When it comes to food manufacturing, success is directly related to maximizing materials and ingredients and appropriately aligning supply with demand. And if you aren’t investing in material requirements planning (MRP), then it’s virtually impossible to encourage sustainable growth.

For food manufacturers, there’s one question that must be answered: Are you utilizing your ERP solution’s MRP functionality to its fullest potential? If the answer is no, then it’s likely because you don’t understand how to properly utilize MRP or because you don’t believe it’s important.

Regardless of where you stand, it’s important that you start maximizing MRP functionality. Below, we highlight a few tips to get you started:

1. Focus on data accuracy

If you put garbage in, you’re going to get garbage out. This is a pretty well understood concept, but it’s amazing how many manufacturers don’t pay careful attention to the validity of data inputs. As a result, the rest of their MRP efforts are compromised because of bad data and often times frustrations overshadow everything else.

The only way for your MRP to generate accurate reports that are worth your time is by inputting accurate inventory information from the start. Before you do anything else, make sure this aspect of MRP is figured out. This is like the foundation of a home: get it wrong and nothing else will be right.

2. Overhaul your approach to raw materials

As any business in the food industry knows, raw materials must be managed properly and carefully in order to stay profitable. Excess raw materials – specifically if they’re perishable and have extremely limited shelf life – can mean big trouble to any food company.

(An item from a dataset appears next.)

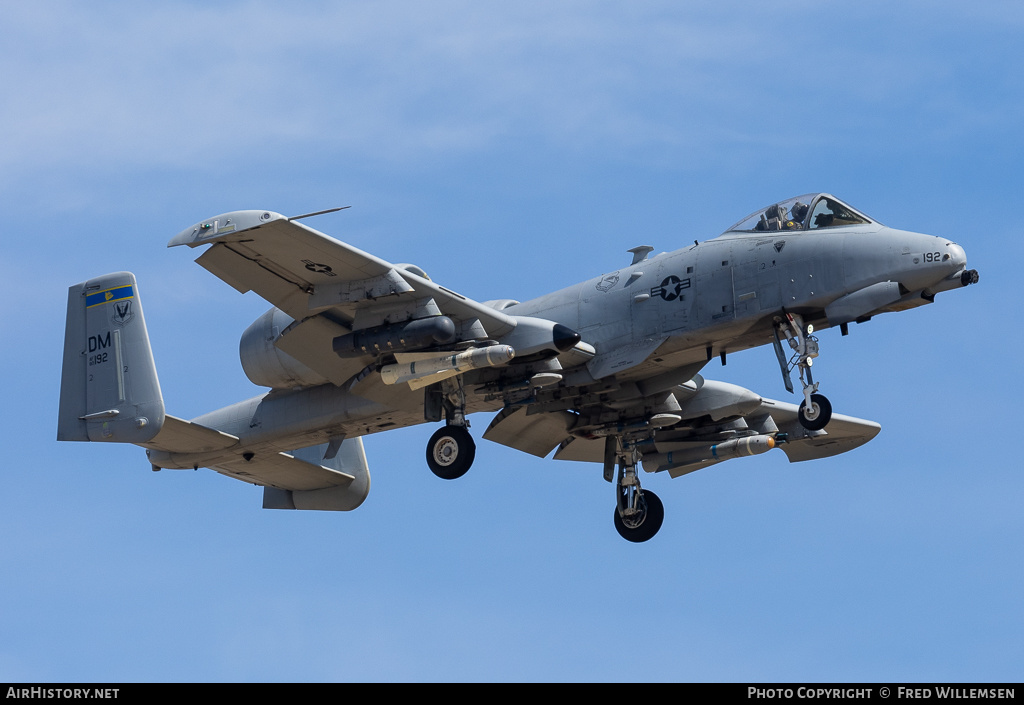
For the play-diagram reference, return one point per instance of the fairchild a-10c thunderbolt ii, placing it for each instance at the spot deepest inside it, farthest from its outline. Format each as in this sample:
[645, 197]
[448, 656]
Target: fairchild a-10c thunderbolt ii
[605, 371]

Your MRP will help you identify which raw materials are going to waste and how you can create more accurate orders that eliminate waste. It’s important that raw materials don’t go to waste prior to production or after production and prior to sale. Either way, it can cost you dearly.

3. Make demand planning a priority

Many food companies deal with major fluctuations throughout the year. These variances in demand are often the result of holidays, seasons, events and trends. In order to avoid wasting surplus production (or failing to meet demand), proper forecasting is a big priority.

A good ERP solution with powerful MRP technology should enable you to enhance demand planning and forecasting. Remember, your system will be armed with historical sales data, which should provide helpful insights into future needs.

4. Regularly audit vendors

There’s something to be said for using the same suppliers and vendors. Not only do you get consistent quality and taste in the final product, but there’s also an established rapport that puts both parties at ease over large transactions.

However, you shouldn’t continue to use the same vendors simply for the sake of comfort and familiarity. Perform frequent audits and reviews of historical transactions between vendors. How do they compare in terms of anticipated lead time vs. the actual lead time? Based on this information, you can improve your MRP rather quickly.

5. Understand your capacity

It’s obviously very important that you understand the various production limits at your work centers. Your MRP system should create an anticipated production schedule based on factors like employees scheduled, current supply and forecasted demand. It’s also important, however, to make sure that it takes capacity and space into account as well. The last thing you want is to manufacture more inventory than can be stored and shipped.